Although this is the very first question of the exercise on a refresher to Set Theory, I cannot process the logical syntax as it is. I'll break down my approach to understanding this set:

1. The domain of discourse is the set of natural numbers(the convention followed in the course is to exclude $0$ from $\Bbb N$). The set $A$, first and foremost, requires $n$ to be greater than $1$.
2. Next, $A$ requires $n$ to satisfy the implication $(xy=n)\implies (x=1\lor y=1)$ for every $x, y$ chosen from $\Bbb N$(this is precisely where I feel I might be wrong).
3. Clearly, in the event of both $x,y$ being greater than 1 the entire implication will be falsified. Thus, there does not exist any $n\in \Bbb N$ satisfying the conditions required by $A$, which means $A$ is an empty set.

I'd like to know which part of my reasoning is incorrect(if any at all). I believe such case-by-case splitting may not be necessary for trivial examples like this one (at least for math students and professionals), but I'm a layman and would hence appreciate such an approach.

Answer 1

Let's break it down step by step.

1. You're first point is right, for $n \in A$, $n$ must be an natural number greater than $1$.

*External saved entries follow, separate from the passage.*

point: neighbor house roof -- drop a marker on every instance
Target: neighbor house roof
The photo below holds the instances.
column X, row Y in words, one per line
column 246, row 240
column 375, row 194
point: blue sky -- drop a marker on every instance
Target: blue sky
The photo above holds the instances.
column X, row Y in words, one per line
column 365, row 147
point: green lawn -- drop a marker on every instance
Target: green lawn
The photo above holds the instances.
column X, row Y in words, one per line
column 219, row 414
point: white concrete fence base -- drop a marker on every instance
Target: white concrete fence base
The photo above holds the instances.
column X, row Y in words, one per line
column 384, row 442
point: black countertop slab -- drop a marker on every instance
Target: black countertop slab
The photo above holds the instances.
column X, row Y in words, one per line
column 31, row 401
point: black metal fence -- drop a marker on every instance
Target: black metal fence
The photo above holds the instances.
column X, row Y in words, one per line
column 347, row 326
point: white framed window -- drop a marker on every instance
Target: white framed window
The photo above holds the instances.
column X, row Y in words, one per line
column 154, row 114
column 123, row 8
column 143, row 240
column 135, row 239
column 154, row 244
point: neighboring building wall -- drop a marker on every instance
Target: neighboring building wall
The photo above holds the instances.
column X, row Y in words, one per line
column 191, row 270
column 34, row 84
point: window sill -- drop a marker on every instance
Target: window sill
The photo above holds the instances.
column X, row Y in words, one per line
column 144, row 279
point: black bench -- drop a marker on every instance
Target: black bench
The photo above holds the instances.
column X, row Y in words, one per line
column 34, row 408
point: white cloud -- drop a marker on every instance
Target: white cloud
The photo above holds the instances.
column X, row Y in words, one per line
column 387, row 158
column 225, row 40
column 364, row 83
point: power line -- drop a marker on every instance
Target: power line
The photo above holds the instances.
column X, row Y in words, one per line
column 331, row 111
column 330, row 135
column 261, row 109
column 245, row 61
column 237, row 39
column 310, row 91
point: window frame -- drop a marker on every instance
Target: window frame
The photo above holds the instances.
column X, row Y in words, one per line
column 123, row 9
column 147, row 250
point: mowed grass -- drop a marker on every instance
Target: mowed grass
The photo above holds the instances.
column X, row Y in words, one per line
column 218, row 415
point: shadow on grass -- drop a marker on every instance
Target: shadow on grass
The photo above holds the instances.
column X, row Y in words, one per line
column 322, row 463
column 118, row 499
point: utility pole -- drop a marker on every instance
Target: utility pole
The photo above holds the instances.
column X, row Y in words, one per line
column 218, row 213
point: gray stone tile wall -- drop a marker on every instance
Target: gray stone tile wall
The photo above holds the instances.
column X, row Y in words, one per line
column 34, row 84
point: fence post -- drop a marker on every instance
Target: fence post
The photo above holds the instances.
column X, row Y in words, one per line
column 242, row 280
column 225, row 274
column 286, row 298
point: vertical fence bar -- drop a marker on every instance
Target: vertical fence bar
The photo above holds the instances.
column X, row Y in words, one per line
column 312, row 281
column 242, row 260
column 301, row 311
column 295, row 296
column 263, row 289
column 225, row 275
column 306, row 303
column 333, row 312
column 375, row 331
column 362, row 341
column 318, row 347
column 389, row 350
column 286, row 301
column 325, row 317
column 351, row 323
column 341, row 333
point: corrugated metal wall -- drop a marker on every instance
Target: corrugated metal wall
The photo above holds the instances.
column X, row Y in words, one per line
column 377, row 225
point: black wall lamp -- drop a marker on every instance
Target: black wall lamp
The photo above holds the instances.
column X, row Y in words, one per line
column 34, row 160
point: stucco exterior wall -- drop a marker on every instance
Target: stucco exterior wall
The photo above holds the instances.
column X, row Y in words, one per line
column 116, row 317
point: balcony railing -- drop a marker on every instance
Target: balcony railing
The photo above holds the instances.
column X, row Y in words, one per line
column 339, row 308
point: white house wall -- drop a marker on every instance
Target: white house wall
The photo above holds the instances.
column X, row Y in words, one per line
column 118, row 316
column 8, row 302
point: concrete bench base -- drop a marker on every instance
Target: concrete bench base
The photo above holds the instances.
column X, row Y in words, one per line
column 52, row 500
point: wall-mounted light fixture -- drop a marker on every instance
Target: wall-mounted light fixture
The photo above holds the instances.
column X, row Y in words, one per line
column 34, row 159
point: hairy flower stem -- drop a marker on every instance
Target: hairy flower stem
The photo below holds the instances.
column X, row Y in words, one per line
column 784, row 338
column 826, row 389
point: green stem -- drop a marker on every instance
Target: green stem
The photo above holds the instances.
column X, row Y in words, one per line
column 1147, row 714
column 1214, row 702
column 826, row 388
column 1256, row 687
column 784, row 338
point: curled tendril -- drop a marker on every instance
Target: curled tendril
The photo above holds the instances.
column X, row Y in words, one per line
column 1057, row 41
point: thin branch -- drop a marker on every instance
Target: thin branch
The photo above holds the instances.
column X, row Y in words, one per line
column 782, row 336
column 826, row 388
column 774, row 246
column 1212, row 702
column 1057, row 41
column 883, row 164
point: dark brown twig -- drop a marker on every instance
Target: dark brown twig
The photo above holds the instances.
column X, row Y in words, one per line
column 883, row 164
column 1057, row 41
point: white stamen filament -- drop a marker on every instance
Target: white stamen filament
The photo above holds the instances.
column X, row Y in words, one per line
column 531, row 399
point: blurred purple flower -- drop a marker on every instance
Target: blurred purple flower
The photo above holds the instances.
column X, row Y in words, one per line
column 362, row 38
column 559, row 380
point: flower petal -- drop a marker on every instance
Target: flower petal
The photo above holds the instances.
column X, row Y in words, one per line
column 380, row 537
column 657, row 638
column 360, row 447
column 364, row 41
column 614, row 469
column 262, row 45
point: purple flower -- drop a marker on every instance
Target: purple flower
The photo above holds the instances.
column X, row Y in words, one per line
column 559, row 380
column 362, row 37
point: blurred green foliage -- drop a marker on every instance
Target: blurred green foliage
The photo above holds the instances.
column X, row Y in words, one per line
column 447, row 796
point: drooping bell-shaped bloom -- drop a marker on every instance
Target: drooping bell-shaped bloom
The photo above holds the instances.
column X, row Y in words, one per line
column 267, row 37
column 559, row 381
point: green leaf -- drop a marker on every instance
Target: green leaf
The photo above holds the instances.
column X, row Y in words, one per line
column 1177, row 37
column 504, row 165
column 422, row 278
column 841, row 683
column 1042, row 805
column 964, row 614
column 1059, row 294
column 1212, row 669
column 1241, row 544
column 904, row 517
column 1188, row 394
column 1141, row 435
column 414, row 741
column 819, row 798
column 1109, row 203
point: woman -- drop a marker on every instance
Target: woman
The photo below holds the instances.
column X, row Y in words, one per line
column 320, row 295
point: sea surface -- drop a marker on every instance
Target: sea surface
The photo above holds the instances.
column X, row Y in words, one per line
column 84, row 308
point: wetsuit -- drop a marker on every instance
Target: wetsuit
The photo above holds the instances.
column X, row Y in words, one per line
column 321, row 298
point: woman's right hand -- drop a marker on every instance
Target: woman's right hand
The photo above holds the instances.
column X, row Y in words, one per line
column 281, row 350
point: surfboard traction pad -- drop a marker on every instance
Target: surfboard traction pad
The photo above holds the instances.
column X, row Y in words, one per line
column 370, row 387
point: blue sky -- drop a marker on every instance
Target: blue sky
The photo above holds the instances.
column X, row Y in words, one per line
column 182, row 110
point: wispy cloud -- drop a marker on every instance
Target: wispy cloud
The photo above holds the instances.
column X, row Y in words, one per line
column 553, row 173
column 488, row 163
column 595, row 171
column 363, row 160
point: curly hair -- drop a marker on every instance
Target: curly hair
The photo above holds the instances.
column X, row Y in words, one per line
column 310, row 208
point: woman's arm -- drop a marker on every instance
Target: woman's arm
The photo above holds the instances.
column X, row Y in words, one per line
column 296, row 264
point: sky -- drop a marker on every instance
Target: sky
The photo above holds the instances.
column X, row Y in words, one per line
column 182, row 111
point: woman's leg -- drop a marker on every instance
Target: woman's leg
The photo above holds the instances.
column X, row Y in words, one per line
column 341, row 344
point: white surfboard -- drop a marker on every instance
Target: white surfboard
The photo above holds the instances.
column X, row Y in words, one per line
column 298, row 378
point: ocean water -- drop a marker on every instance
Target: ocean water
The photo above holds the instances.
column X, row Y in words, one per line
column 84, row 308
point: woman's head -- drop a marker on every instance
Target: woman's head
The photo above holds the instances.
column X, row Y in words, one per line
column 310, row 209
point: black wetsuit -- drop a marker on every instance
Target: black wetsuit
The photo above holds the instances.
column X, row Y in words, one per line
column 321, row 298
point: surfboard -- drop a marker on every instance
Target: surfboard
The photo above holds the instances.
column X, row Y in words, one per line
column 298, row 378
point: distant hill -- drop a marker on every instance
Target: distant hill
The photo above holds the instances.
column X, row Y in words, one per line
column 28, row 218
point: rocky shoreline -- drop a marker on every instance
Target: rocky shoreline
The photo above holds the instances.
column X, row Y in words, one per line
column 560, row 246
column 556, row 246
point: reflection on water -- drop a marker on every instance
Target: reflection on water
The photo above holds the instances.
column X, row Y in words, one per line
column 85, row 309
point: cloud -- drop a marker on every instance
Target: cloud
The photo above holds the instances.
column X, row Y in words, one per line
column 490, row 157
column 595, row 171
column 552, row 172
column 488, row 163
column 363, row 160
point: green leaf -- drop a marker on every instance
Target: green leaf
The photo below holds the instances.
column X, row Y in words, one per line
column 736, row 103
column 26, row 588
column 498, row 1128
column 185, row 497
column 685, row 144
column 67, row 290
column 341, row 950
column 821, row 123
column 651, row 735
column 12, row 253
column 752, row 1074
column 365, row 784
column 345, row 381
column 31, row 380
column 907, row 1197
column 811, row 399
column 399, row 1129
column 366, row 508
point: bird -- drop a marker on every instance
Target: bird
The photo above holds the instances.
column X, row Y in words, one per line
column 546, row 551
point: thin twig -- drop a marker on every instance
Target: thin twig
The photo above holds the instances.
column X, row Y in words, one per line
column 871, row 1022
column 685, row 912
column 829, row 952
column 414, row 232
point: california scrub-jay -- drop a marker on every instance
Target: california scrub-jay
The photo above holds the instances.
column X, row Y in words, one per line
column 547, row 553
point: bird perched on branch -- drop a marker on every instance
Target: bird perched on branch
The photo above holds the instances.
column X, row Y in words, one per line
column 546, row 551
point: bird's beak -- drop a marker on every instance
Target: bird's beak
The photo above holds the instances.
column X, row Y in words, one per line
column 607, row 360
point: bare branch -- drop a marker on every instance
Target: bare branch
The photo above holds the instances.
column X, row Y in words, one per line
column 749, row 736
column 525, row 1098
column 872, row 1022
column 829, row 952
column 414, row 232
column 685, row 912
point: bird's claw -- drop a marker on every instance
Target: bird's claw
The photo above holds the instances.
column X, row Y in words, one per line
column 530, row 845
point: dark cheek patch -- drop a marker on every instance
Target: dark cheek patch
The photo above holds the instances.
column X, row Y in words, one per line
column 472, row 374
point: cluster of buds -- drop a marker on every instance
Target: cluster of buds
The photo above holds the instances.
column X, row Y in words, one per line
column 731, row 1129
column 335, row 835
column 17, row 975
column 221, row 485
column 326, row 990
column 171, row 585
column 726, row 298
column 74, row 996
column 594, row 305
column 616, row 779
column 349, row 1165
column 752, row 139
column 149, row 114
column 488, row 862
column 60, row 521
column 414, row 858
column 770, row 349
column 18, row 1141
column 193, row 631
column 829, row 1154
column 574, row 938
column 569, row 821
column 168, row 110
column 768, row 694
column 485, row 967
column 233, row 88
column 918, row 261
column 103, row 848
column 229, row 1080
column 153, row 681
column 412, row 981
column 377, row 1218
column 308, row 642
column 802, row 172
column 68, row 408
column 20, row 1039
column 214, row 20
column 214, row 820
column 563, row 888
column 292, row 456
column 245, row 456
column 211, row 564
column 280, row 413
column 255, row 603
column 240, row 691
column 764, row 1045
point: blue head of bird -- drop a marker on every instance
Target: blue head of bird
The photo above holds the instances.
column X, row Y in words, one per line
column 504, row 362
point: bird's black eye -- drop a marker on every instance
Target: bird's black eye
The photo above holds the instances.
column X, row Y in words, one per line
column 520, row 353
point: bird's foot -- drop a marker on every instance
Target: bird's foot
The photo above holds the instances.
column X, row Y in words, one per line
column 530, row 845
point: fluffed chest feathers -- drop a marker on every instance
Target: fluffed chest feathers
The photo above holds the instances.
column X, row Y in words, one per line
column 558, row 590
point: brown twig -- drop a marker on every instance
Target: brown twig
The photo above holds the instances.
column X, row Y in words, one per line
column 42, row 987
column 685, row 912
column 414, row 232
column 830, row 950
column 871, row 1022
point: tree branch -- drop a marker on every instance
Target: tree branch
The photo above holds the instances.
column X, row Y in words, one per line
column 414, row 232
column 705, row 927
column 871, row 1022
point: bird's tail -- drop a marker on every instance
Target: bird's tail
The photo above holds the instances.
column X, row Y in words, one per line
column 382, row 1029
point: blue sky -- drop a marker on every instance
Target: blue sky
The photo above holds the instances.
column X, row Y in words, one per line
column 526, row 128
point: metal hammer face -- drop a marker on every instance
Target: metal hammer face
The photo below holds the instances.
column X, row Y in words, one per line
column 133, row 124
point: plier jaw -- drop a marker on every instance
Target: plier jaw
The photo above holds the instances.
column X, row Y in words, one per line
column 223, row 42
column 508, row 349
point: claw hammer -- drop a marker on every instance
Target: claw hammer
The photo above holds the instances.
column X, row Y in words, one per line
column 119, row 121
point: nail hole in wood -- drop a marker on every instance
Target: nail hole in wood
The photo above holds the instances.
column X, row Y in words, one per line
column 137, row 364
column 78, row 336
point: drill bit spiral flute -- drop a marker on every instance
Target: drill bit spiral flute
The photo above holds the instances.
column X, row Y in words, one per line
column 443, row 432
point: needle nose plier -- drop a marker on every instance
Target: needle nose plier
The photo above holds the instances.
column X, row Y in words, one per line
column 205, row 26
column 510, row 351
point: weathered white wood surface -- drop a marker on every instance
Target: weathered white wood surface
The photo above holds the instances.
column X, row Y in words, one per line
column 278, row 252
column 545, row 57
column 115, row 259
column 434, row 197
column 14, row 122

2. $n$ must also satify $(xy=n)\implies(x=1\vee y=1)$ for all natural numbers $x$ and $y$, which can be $1$.

3. Now let's look at the general cases for the form of $A\implies B$

If $A$ is false, then $(A\implies B)$ is true. If $A$ is true, then $(A\implies B)$ is true if an only if $B$ is also true.

So now we know that if

$(xy=n)$ is false for all natural numbers of $x,y$, then $n\in A$. However, it's very easy to see that it's not always false, because if $x=1$ and $y=n$ (which is a perfectly valid possibility!), then $(xy=n)$ is clearly true.

What that means is that for the cases where $(xy=n)$ is true, we must also have that $(x=1\vee y=1)$ to be true. That is the part that restricts $n$ to be a prime number.

I.e; if $n$ is a multiple of two natural numbers $x,y$, it's only prime when for all $x,y$, either $x$ or $y$ is $1$.

Answer 2

Your third point is false. An implication is not necessarily falsified when the conclusion is false.

For instance, (False) $\implies$ (False) is always true.

It might be appropriate to recall the definition : $A \implies B$ holds if, whenever $A$ holds, $B$ holds as well. If $A$ is false, then the implication $A \implies B$ is true, by definition.